The new estimate, which Perry called “shocking,” increased the 2016 estimate of the remaining cost of work plus a few years of post-cleanup monitoring at Hanford from about $108 billion to $323 billion to $677 billion. Much of the estimated remaining expense — $221 billion to $518 billion — was related to Hanford’s 56 million gallons of radioactive tank waste, including treating it for disposal.
“We’ve been on a path for a long time to building facilities designed and conceived 20 years ago,” White said in an interview. But in those years, technologies have improved and new waste disposal options have become available, she noted.
Work began in 2000 on the Hanford Waste Treatment Plant, with ground broken for construction in 2002 on the facility designed to convert the radioactive waste into a glass form for disposal. At the time, the plan was to dispose of vitrified low-activity waste in shallow burial at Hanford. Vitrified high-level waste is required to be disposed of at a deep geological repository for high-level waste, which the nation does not yet have.
The Energy Department is considering different approaches to both low-activity and high-level radioactive tank waste treatment to drive performance and move the schedule left, White said.
A July audit done by the U.S. Army Corps of Engineers at the Energy Department’s request considered whether construction on the Waste Treatment Plant’s two main facilities that would handle high-level waste could be completed by milestones set in 2016 by a federal court. Construction has been paused on the plant’s High-Level Waste Facility and Pretreatment Facility since 2012 to address technical issues related to the radioactive material. The federal court consent decree requires the first facility to be substantially built in 2030 and the second in 2031.
At planned funding levels of $690 million per year, there is less than a 10% chance those milestones would be met, according to the audit. The work would require $2 billion to $2.5 billion annually starting in 2023 to meet both milestones, the Army Corps found. But if construction continued only on the High-Level Waste Facility and annual funding was increased to $800 million starting in 2020, its 2030 construction milestone likely could be met.
The Energy Department has analyzed alternatives in response to the Army Corps audit results, including feeding high-level waste directly to the High-Level Waste Facility at the vitrification plant, White said. The alternatives are now under independent review.

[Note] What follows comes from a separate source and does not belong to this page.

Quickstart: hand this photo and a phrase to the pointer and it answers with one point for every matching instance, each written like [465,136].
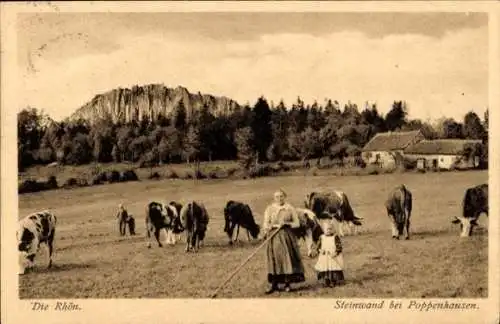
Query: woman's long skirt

The Pretreatment Facility was planned to separate tank waste into low-activity and high-level waste streams. With construction on hold at the Pretreatment Facility and a consent decree milestone to start treating low-activity waste by 2023, the Energy Department is pursuing a direct-feed approach that would deliver to the Low-Activity Waste Facility a low activity waste stream separated from tank waste in the tank farms. A similar approach might be possible for high-level waste, again bypassing the Pretreatment Facility, White said.

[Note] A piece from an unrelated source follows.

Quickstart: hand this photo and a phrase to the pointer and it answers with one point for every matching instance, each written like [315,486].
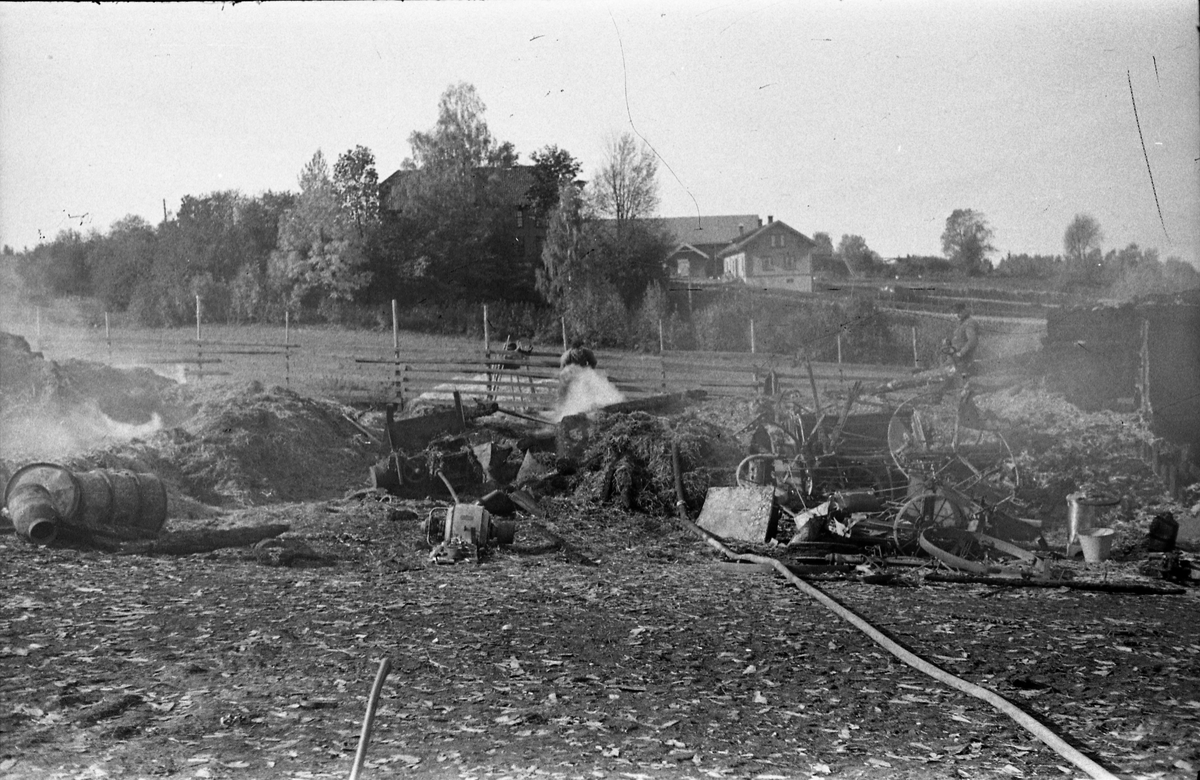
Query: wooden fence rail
[378,375]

The Energy Department also is pursuing the Test Bed Initiative for processing Hanford’s low-activity tank waste. It could be less expensive to treat and solidify low-activity tank waste commercially and then ship it for disposal to a Waste Control Specialists disposal cell for low-level government waste in Texas, according to the Energy Department.
Proposed end-state contracts, including for the Hanford tank farms and central Hanford cleanup, are also a method to drive efficiencies, White said. The current tank farm and central Hanford cleanup contracts expire in September and are expected to be replaced with end-state contracts.

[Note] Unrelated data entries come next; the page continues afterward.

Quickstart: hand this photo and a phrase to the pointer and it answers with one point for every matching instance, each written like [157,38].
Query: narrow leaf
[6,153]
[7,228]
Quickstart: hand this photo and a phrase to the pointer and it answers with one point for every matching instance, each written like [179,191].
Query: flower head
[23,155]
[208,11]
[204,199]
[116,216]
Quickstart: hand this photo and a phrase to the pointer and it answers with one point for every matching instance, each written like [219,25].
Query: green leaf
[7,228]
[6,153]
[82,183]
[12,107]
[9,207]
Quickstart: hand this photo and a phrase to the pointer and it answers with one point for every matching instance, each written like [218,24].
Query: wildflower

At Hanford and other DOE sites where cleanup will continue for decades, “scope can get a little sloppy, a little far off,” according to White. Focusing on end states, or completion of specific scopes of work, can help provide a sense of start, middle, and end to projects, she said.
Using a cost-plus-incentive-fee model for the new contracts can help drive contractor performance, she said. “Contractors get a share of every dollar they save,” she said. Not only does work get done, but corners are not cut because contractors know that if it is not done safely, the project is shut down. That’s costly, and contractors lose potential shared savings, she said: “There is a lot to be said for contracting models and the way they can drive performance and drive behavior.”